医療者にも「死亡を前提とした臓器提供の話を家族にしづらい」という日本人的な遠慮もあり、現場でなかなかスムーズに進行しないのが現状だそうです。
移植コーディネーターという職業
移植コーディネーターという職業があります。ドナーから提供された臓器が適切な受け手(レシピエント)に移植されるよう調整やあっせんをします。
ドナー家族への説明や意思決定の支援、臓器の搬送までを調整する役割があり、医師らの負担をやわらげます。
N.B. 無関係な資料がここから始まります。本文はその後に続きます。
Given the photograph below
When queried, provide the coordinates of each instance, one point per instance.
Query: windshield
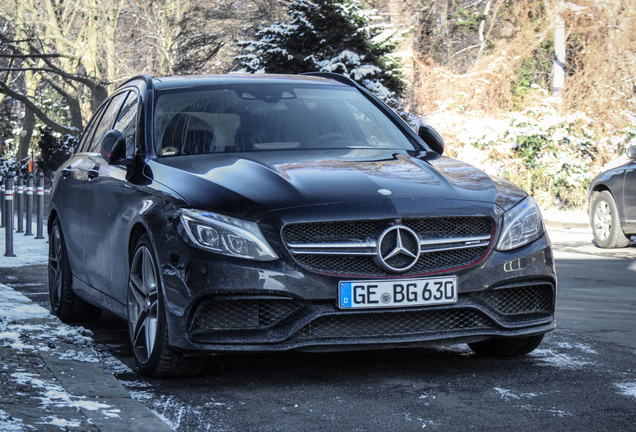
(272, 116)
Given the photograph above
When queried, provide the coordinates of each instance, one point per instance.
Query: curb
(52, 379)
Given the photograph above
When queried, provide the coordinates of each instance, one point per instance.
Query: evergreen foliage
(329, 36)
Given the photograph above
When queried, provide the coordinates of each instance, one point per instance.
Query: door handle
(93, 172)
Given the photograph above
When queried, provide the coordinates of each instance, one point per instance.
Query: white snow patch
(78, 356)
(548, 357)
(627, 389)
(63, 423)
(28, 250)
(14, 306)
(11, 424)
(509, 395)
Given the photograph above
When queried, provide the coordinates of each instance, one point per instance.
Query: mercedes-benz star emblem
(398, 249)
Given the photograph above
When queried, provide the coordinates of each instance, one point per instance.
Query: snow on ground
(28, 249)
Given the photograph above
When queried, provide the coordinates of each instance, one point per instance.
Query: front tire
(606, 224)
(506, 347)
(65, 304)
(147, 320)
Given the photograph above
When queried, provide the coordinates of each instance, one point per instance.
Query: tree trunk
(28, 123)
(559, 58)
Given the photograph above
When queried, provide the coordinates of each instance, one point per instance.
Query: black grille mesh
(363, 231)
(393, 324)
(518, 300)
(427, 263)
(242, 314)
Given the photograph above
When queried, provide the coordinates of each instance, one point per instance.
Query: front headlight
(521, 225)
(226, 235)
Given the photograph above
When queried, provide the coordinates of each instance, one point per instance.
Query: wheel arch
(137, 231)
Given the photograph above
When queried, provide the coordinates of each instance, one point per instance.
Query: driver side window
(106, 123)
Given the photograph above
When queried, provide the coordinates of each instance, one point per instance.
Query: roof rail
(145, 77)
(334, 76)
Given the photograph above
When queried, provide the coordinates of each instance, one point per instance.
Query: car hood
(251, 184)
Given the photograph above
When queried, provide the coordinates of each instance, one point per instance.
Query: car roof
(199, 80)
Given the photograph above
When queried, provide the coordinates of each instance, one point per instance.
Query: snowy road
(583, 377)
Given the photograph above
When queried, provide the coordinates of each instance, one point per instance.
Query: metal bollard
(2, 207)
(29, 218)
(19, 202)
(40, 206)
(8, 210)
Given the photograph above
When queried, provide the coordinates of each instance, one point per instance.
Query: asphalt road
(583, 376)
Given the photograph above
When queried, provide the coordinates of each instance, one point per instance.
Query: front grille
(521, 299)
(428, 263)
(241, 314)
(393, 324)
(349, 247)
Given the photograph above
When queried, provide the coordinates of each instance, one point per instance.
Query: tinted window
(270, 117)
(126, 121)
(106, 122)
(89, 132)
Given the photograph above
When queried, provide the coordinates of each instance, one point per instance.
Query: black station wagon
(265, 213)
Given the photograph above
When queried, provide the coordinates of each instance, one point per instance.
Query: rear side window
(106, 122)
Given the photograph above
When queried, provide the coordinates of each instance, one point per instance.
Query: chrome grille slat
(349, 247)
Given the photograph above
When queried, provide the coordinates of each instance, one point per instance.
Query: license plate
(397, 293)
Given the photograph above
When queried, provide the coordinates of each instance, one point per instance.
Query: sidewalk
(50, 377)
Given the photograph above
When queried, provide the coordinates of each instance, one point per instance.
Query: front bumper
(276, 306)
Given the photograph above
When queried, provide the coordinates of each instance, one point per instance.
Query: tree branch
(41, 115)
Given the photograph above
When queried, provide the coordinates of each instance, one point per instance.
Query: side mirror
(113, 148)
(432, 138)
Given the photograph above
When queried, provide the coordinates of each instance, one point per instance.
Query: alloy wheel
(603, 220)
(143, 304)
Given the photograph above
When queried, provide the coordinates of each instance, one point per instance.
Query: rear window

また、移植を待つ患者へのサポートなど活動は幅広く、多くは看護師など医療系の資格を持った人です。
日本では移植コーディネーターとして活動しているひとはまだ100人にも満たないそうです。
しかし、「臓器提供をしてだれかの役に立ちたい」という善意の芽を生かすためには、今後重要な職業となるのではないでしょうか。
アメリカでは移植コーディネーターという職業は一般的だそう。
中には「移植提供を拒否した家族をコーディネーターが訴えた」という訴訟事例もあるそうで、権限の強さがうかがえますね。
さすが訴訟大国!
まずは関心を持とう
健康だと移植はまるで関係ない世界のことのように思えます。しかし、不慮の事故や突然の病により自身や家族が当事者になるかもしれません。
私たちににできることはまず関心を持つこと。移植に賛成でも反対でもかまいません。免許証や保険証を裏返して、臓器提供の意思表示をしっかり書面で残しておきましょう。